Re: I understand why they want to sell it
"While there is and will be a lucrative market for high end workstation class machines build from mostly server grade parts, it's always been a small market"
The market is probably small because of how it is priced. There are two ways to get a workstation that is built out of server components.
1) Buy a workstation made out of server components...expensive.
2) Buy a cheaper server with the same components as above and transplant them into a workstation chassis / motherboard...then yeet the server chassis, motherboard and PSUs onto eBay as "brand new spares"...nowhere near as expensive.
Weirdly, a workstation crafted out of server parts is usually significantly more expensive than just a server with similar components. You can save thousands buy semi-building your own. It's something I've done for donkies years to get a high performance machine for next to peanuts. I'll buy a last gen server, take out the CPU and RAM, get a decent workstation motherboard second hand, whack them in with a recent GPU and you're away...costs less than a high performance consumer machine, outperforms a high performance current gen consumer machine in a lot of tasks, the exception being gaming...but losing 10% on gaming for a 25-50% saving is worth it in my opinion...because you're still outperforming the mid range and only slightly losing out to the cutting edge.

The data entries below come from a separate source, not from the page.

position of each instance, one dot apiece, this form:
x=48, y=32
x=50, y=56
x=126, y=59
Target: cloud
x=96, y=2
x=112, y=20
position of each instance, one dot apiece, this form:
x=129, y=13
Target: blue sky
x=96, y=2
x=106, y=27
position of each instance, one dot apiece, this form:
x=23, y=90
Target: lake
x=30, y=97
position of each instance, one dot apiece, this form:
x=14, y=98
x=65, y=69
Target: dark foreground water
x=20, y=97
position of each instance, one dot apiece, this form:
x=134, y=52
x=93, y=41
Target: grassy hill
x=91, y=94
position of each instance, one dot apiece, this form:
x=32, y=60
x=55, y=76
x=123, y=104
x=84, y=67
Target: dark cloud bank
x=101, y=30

Back in 2015-ish...I had to re-kit a department of devs and they wanted relatively high end workstations...when I costed it out, I discovered that if I got them the spec they wanted as workstations, it would cost around £11k a machine (yeah they were quite high end)...but if I bought a bunch of PowerEdge dual socket T series servers with the same CPUs in, and enough RAM to split, I could essentially build them workstations, that were arguably better than the pre-made ones for about half the price...yeah Dell wouldn't honour their warranty...but the manufacturer warranty for the CPUs and RAM etc still applied and of course the warranty applied to other hardware we bought, coming up.

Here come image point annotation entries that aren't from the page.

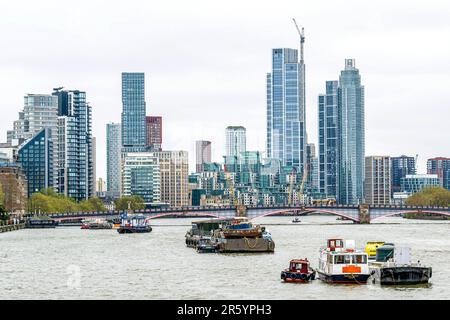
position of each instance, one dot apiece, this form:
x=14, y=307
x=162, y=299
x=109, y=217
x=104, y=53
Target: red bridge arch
x=412, y=212
x=349, y=217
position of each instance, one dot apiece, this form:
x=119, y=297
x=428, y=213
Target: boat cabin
x=134, y=221
x=333, y=244
x=299, y=265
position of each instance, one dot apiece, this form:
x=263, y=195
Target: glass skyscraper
x=113, y=154
x=400, y=167
x=286, y=132
x=133, y=112
x=328, y=140
x=75, y=153
x=351, y=135
x=141, y=176
x=36, y=159
x=235, y=144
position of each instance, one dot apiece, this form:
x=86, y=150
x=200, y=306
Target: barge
x=341, y=263
x=230, y=235
x=96, y=224
x=134, y=224
x=40, y=222
x=393, y=267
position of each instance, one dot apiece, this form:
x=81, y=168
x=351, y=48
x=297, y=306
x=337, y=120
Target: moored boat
x=393, y=266
x=206, y=245
x=134, y=224
x=40, y=222
x=341, y=262
x=96, y=224
x=231, y=235
x=299, y=271
x=371, y=248
x=240, y=235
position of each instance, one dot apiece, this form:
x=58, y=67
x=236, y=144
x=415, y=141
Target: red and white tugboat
x=299, y=271
x=340, y=262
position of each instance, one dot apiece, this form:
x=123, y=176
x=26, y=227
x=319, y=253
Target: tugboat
x=299, y=271
x=371, y=248
x=96, y=224
x=393, y=267
x=134, y=224
x=40, y=222
x=206, y=245
x=340, y=262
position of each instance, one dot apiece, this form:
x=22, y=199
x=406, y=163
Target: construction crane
x=415, y=164
x=291, y=186
x=301, y=33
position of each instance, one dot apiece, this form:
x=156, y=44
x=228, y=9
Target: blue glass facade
x=351, y=135
x=113, y=153
x=286, y=131
x=75, y=153
x=400, y=167
x=133, y=112
x=36, y=159
x=328, y=140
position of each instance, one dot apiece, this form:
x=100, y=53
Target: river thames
x=70, y=263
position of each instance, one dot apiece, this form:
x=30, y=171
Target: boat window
x=339, y=259
x=360, y=259
x=330, y=259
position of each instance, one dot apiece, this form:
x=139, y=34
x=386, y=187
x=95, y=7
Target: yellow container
x=371, y=248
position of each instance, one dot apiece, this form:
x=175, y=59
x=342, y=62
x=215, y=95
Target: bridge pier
x=364, y=213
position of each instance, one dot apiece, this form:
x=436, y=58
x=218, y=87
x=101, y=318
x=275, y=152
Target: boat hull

So that is what we ended up doing. Bought a bunch of T series poweredge boxes, shucked the CPUs, RAM, network cards etc...bunged the shells on eBay (which fetched just under half of their full price)..and bought workstation motherboards (can't remember which ones, but they were very nice and relatively inexpensive), a bunch of coolers, a stack of NVME drives, high quality cases, some decent GPUs and power supplies and just built a load of workstations.

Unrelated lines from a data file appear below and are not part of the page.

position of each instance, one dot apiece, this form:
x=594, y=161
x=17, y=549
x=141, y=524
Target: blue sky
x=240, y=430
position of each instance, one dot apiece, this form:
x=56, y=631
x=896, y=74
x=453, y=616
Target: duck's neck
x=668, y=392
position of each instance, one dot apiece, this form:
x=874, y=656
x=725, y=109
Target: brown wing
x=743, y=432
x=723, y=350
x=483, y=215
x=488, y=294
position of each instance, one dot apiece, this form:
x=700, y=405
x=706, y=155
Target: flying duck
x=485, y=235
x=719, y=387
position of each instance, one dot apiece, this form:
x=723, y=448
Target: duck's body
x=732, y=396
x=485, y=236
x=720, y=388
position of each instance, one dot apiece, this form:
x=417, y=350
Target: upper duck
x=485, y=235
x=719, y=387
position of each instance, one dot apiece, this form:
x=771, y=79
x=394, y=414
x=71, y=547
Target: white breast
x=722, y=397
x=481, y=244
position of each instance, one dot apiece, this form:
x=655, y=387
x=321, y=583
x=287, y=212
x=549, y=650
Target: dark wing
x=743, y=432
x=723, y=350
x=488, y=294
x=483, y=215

Weirdly, it worked out cheaper than buying the CPUs and RAM separately as well. Each workstation came in at about £5k each...even stranger still, we had one of the £11k workstations as a "borrow" to test it out..and we benched our frankenboxes against it...turns out, what we built actually outperformed it as well...it wasn't an earth shattering difference, but it was enough for us to raise eyebrows...it was about 8% faster...we think it's probably because server CPUs are binned differently, and the stuff that doesn't quite make the cut for servers goes in workstations...which only raised more eyebrows over the cost of a pre-built workstation.
So yeah, I suspect the workstation market is where it is because of the weird pricing. I'm sure in a business with relatively few people, the higher cost isn't that much of a problem...but when you're pushing mid-size and you need a bunch of them, it's a much trickier proposition.